A Nantes, le 22 février, la violence, la vraie, était policière…

Il faut dégonfler le matraquage médiatique sur la manif qui dégénère et redonner aux événements leurs justes proportions. Nantes n’a pas été mise à feu et à sang ! La prétendue « violence » s’est exercée contre des bâtiments, des engins, du mobilier mais pas contre des personnes. Des destructions de ce genre ne sont pas incompatibles avec la « non-violence » même si elles sont limites comme le sont les « démontages » de Macdo et le « fauchage » des champs OGM. Il y a bien eu quelques gendarmes et CRS contusionnés mais les blessés sont surtout du côté des antis aéroports. Deux jeunes manifestants ont sérieusement touchés au visage et ils vont perdre un œil. Les témoignages sont concordants, les forces dites de l’ordre ont fait usage de grenades assourdissantes, de tirs de flashballs pour blesser et pas seulement pour disperser les manifestants. A Nantes, le 22 février, la violence, la vraie, était policière…
Aucune condamnation de cette violence-là de la part d’EELV, aucun mot de soutien pour les manifestants blessés. Mais une condamnation ferme, appuyée, répétée des « casseurs » ! Alors qu’EELV n’a jamais (et c'est heureux!) condamné les démontages de Macdo et les destructions de cultures OGM.
Les événements de Nantes contrarient les stratégies et plans de carrière des politiciens locaux et nationaux de ce parti et il est évident que si Duflot avait pu se douter de l’ampleur de la manifestation et de sa radicalité, elle se serait abstenue de toute déclaration de soutien. Certes, EELV continue d’affirmer son opposition à la réalisation de l’aéroport, affichant sa divergence avec le PS mais renoue avec Ayrault, Valls, et les caciques locaux du PS en condamnant les « violences » dues aux « casseurs » et en faisant de la question de l’aéroport une question secondaire.

Quentin, gravement blessé à l'œil le 22 février à Nantes
Quentin, gravement blessé à l'œil le 22 février à Nantes
Ainsi François de Rugy aurait déclaré selon l’Express (22/02/2014) : « Notre-Dame-des-Landes n'est pas fondamental pour l'avenir de Nantes » en accord avec un autre élu Vert Jaune par la grâce du PS, le sénateur EELV Ronan Dantec qui affirme, propos rapportés dans le même article de l’Express : «L'enjeu, c'est que le territoire reste à gauche.

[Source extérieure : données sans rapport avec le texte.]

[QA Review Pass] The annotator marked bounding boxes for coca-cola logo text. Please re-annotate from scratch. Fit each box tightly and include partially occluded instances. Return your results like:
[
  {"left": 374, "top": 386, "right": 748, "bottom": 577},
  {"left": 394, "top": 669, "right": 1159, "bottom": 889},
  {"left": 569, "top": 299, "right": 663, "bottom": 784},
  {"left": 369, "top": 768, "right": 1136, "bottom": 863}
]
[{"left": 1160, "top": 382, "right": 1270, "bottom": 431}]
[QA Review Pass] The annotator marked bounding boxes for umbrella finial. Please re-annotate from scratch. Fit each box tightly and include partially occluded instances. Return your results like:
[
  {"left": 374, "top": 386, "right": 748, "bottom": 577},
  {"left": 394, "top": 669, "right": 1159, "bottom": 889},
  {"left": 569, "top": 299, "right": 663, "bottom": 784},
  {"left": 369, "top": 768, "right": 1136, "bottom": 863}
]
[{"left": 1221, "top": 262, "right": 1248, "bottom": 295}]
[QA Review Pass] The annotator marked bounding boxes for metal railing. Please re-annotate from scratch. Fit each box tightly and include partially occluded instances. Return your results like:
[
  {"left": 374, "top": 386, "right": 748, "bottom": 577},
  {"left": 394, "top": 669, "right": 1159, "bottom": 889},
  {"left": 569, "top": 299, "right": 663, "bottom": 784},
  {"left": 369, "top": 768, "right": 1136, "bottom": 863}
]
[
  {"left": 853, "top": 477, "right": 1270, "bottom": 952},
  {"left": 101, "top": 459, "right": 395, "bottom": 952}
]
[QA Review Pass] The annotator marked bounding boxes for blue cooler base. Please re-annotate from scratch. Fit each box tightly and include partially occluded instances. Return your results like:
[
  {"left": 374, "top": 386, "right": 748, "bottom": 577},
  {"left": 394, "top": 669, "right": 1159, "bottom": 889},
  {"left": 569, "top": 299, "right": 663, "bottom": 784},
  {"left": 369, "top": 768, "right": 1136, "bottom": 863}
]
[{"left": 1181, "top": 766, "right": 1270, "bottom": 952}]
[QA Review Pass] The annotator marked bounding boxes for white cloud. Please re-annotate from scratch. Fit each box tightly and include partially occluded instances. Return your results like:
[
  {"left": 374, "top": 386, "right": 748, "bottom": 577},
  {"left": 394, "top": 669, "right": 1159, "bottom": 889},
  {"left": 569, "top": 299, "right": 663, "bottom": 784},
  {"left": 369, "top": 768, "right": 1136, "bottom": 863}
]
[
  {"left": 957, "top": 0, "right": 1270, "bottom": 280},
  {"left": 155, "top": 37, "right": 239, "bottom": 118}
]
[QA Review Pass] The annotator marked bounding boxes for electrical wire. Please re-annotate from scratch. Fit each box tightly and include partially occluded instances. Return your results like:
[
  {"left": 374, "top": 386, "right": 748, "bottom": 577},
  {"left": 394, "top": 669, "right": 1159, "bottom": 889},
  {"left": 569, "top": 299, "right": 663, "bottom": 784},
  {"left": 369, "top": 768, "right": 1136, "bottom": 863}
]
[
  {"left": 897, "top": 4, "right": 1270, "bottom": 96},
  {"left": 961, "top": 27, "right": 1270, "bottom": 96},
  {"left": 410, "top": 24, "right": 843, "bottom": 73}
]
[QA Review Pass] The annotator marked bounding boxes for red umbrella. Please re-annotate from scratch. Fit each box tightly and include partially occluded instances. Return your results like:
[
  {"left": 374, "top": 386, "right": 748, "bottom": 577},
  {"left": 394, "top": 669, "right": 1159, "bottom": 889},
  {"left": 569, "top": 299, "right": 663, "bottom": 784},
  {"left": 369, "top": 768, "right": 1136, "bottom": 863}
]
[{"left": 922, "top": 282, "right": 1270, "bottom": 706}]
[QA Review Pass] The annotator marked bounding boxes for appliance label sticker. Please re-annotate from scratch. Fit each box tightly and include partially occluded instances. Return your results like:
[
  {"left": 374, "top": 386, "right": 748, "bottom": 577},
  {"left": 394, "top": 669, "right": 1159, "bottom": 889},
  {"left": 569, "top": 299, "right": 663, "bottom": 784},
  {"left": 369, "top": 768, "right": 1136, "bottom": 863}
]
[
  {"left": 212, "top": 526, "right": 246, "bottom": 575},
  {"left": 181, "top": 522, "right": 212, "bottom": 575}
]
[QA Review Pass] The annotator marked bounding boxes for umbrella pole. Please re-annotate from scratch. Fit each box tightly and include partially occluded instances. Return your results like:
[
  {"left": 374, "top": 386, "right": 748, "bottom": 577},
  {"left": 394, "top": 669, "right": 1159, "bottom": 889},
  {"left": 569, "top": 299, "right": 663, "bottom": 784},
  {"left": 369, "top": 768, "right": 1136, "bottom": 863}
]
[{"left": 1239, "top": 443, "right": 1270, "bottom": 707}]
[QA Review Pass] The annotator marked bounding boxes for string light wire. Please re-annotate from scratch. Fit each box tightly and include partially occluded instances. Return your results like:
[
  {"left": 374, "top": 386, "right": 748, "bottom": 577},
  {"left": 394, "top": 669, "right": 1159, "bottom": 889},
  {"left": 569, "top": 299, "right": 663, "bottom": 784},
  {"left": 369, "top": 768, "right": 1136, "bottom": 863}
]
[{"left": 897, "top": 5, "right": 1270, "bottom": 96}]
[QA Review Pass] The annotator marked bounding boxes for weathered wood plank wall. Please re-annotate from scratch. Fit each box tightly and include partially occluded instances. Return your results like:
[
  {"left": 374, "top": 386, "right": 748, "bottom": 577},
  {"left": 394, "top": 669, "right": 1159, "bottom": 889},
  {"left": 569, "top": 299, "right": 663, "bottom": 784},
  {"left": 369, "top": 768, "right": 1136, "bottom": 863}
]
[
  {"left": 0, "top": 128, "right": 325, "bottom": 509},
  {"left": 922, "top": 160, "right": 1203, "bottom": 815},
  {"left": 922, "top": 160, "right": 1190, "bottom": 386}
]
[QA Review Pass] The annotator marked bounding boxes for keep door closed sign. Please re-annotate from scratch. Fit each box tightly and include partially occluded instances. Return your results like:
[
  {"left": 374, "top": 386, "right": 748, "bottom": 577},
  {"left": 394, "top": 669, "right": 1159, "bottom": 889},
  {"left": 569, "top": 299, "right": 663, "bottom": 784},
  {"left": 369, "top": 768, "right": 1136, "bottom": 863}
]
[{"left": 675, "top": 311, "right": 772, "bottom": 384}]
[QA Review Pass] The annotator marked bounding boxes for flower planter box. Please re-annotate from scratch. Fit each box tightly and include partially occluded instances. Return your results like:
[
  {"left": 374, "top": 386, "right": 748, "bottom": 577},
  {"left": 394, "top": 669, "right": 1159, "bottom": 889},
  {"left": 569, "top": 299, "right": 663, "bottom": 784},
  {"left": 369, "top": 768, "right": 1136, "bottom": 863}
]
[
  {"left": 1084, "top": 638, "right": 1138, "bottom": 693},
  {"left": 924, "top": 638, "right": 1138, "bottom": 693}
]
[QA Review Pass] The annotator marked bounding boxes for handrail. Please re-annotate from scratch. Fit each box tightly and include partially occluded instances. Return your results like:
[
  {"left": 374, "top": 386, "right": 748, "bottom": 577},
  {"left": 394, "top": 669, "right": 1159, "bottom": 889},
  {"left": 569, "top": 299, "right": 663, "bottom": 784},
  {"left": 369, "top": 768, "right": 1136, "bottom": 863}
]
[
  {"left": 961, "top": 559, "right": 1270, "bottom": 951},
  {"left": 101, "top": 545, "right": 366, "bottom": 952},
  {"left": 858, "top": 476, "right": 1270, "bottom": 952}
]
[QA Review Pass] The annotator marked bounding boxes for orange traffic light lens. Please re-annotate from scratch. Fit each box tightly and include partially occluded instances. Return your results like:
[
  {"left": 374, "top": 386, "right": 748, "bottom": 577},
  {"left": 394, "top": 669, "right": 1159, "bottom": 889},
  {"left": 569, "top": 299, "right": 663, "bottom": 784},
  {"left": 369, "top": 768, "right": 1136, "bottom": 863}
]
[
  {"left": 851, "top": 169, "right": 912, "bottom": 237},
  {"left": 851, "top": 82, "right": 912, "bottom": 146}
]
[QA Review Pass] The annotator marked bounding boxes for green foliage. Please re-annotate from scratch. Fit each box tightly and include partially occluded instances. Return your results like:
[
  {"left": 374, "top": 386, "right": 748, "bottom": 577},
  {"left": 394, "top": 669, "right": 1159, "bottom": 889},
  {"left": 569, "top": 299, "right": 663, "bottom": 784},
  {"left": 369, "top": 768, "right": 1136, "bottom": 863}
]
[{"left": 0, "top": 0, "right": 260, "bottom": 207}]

En 2001 déjà, lors de notre premier accord Verts-PS, notre divergence sur Notre-Dame-des-Landes avait été inscrite dans le programme. Après, sur chaque point, chacun vit sa vie. »

Canfin s'affirme sur la même longueur d'onde qu'Ayrault!

Les événements récents et notamment la manifestation du 22 février faisant qu’il devient difficile que « chacun vive sa vie » EELV et PS se retrouvent pour taper de concert sur les « casseurs » et même les « zadistes ». Ainsi le communiqué du Bureau National des verdâtres d’EELV « déplore la présence d’éléments perturbateurs et condamne fermement les dégradations et les actes de violences en marge de la manifestation. » tandis que pour Pascal Canfin, « il n’y a aucun problème » « Nous avons condamné fermement les violences. Nous n'avons rien à voir avec des gens qui viennent casser un centre-ville » a-t-il déclaré sur France inter le dimanche 23 Février précisant même : « Nous sommes parfaitement sur la même longueur d'onde que Jean-Marc Ayrault » ! Les manifestants blessés par les CRS seront sans doute très heureux de l’entendre dire.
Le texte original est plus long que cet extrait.